# Thread: Quick question

1. ## Quick question

find and sketch the domain of f(x,y) = sqrt(1+ln(xy))
it will be:
y>1/(ex)
graph of y=1/ex is approximately the same as y=1/x
where should i shade it ??
it have curve in quadratic 1 and curve in quadratic 3
i will shade it inside both curves or just the curve in the quadratic 1??

i think,
since y > 1/ex
---> xy > 1/e
product is positive
so I will shade the curve in quadratic 3
right??!

2. If our function is

$f(x,y)=\sqrt{1+\ln\,(xy)},$

then $f$ is defined exactly where $1+\ln\,(xy)$ is defined and non-negative; that is, where

$1+\ln\,(xy)\ge 0.$

By two reversible operations, we find that this is equivalent to saying

\begin{aligned}
\ln\,(xy)&\ge -1\\
xy&\ge e^{-1}.\quad\quad (e^x\mbox{ increasing})\\
\end{aligned}

Therefore, $xy$ must be positive and $(x,y)$ must lie in the first or third quadrant.

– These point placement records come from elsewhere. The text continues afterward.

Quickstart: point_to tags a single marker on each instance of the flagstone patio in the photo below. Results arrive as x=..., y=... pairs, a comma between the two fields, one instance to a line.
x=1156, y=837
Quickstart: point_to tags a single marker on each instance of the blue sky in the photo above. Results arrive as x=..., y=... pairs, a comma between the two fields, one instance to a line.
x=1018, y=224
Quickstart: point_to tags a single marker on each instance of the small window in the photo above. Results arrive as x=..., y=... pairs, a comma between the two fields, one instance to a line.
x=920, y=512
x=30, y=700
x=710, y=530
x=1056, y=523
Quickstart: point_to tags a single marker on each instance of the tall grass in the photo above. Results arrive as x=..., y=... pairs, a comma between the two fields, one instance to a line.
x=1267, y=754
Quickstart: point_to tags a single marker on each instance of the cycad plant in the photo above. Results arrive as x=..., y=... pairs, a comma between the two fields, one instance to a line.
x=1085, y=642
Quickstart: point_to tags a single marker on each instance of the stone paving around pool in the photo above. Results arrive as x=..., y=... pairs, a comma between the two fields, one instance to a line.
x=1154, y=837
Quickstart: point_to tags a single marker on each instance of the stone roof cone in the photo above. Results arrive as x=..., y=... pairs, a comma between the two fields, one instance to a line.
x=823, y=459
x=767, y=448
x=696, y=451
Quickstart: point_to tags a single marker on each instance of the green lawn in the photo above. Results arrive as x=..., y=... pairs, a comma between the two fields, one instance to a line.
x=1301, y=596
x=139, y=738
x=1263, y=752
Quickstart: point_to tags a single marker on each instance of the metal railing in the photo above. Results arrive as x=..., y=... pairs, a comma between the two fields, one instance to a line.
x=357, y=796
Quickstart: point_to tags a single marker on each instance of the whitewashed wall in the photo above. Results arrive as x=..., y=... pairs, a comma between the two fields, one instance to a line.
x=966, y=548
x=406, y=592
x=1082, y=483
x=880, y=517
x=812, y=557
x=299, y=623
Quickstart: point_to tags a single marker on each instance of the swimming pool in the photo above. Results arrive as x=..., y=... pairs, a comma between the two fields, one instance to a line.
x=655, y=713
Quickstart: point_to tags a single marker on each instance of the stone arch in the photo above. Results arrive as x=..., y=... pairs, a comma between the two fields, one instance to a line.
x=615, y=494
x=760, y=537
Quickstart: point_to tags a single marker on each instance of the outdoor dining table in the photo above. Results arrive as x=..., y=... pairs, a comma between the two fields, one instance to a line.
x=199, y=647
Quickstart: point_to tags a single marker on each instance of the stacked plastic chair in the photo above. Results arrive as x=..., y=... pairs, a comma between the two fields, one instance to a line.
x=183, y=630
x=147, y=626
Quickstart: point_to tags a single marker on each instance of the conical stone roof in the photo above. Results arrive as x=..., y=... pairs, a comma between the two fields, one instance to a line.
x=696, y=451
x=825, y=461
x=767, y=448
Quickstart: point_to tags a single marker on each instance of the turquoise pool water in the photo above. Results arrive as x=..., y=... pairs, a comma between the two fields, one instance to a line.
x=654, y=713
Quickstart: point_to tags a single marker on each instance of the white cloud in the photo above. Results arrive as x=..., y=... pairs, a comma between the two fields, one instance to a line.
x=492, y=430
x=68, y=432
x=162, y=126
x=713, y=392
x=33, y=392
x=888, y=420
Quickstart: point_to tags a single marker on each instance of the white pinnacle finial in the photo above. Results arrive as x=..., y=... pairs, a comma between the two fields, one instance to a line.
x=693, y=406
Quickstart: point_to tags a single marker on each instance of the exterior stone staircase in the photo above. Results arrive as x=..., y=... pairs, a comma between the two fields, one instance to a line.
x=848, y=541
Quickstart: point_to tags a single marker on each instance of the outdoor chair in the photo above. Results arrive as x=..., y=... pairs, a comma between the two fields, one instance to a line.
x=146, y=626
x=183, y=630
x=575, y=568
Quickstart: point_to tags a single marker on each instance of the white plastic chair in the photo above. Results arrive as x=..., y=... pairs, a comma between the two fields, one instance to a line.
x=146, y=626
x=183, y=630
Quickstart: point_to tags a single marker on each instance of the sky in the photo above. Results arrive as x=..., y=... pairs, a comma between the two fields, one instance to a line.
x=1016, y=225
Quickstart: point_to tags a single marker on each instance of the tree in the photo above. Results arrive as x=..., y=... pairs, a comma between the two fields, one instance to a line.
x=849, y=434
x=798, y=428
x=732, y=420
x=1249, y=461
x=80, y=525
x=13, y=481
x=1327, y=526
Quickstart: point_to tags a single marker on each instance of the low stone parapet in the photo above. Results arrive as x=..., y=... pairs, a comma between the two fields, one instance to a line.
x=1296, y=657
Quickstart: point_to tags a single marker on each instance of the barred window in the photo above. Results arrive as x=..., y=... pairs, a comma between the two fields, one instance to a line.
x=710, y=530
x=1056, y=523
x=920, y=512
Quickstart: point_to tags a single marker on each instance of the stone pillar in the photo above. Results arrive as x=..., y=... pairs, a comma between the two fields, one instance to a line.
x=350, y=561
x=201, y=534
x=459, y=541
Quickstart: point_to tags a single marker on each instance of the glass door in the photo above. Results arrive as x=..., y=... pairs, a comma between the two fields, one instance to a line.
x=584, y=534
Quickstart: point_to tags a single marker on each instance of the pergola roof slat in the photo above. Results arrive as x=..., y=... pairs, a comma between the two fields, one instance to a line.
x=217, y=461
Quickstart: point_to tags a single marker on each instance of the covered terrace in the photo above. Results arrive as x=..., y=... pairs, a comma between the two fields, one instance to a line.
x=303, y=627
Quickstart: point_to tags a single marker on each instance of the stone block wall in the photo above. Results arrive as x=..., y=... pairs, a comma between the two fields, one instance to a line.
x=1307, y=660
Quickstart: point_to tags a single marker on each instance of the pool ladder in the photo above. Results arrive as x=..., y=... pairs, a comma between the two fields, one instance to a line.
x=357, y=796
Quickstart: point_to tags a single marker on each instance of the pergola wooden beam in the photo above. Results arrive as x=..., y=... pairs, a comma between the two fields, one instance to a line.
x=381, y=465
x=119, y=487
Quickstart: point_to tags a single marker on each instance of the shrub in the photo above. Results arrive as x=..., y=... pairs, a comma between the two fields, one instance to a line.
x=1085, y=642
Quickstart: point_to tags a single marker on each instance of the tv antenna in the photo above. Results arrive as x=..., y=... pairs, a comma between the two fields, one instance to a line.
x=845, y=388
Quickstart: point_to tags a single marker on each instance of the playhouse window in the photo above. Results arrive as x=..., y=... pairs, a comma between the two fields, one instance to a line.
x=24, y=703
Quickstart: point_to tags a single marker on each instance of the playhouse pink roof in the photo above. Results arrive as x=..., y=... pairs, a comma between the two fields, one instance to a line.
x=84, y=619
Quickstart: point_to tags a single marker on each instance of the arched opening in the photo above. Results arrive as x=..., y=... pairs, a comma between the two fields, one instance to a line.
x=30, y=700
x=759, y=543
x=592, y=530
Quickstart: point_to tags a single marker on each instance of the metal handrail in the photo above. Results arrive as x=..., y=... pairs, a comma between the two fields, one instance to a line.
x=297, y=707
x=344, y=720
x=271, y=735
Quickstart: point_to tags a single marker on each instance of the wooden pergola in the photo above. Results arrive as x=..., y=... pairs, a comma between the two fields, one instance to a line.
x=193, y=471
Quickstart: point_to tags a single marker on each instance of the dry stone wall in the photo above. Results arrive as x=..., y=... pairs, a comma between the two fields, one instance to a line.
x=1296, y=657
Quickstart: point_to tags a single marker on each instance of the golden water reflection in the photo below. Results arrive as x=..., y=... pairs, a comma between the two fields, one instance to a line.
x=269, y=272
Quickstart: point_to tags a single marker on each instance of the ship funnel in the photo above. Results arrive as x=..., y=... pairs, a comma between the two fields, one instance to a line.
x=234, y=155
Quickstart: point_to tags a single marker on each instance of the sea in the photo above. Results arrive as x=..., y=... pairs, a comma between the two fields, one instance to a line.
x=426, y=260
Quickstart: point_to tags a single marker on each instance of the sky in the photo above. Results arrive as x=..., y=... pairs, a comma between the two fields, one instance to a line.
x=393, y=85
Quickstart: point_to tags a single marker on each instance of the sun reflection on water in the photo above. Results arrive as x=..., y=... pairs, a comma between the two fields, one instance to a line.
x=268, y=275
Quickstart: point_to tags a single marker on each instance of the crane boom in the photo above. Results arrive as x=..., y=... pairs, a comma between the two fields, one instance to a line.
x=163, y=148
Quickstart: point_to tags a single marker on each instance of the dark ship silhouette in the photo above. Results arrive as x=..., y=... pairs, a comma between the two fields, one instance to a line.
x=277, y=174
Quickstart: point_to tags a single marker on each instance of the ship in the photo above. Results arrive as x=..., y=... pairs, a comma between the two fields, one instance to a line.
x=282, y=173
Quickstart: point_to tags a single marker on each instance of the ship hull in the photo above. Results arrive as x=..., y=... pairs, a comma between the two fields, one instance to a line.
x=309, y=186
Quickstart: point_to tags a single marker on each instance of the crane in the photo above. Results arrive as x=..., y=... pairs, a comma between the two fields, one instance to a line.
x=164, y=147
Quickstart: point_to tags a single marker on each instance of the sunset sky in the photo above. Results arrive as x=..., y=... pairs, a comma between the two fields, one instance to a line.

Now, if we knew that $x$ were positive, we could divide by $x$ to obtain

$y\ge \frac{1}{ex},$

but in the third quadrant, $x<0$, and we can't do this without reversing the inequality. In fact, while your answer is correct in the first quadrant, in the third quadrant it will be

$y \le \frac{1}{ex}.$

Hope this helps!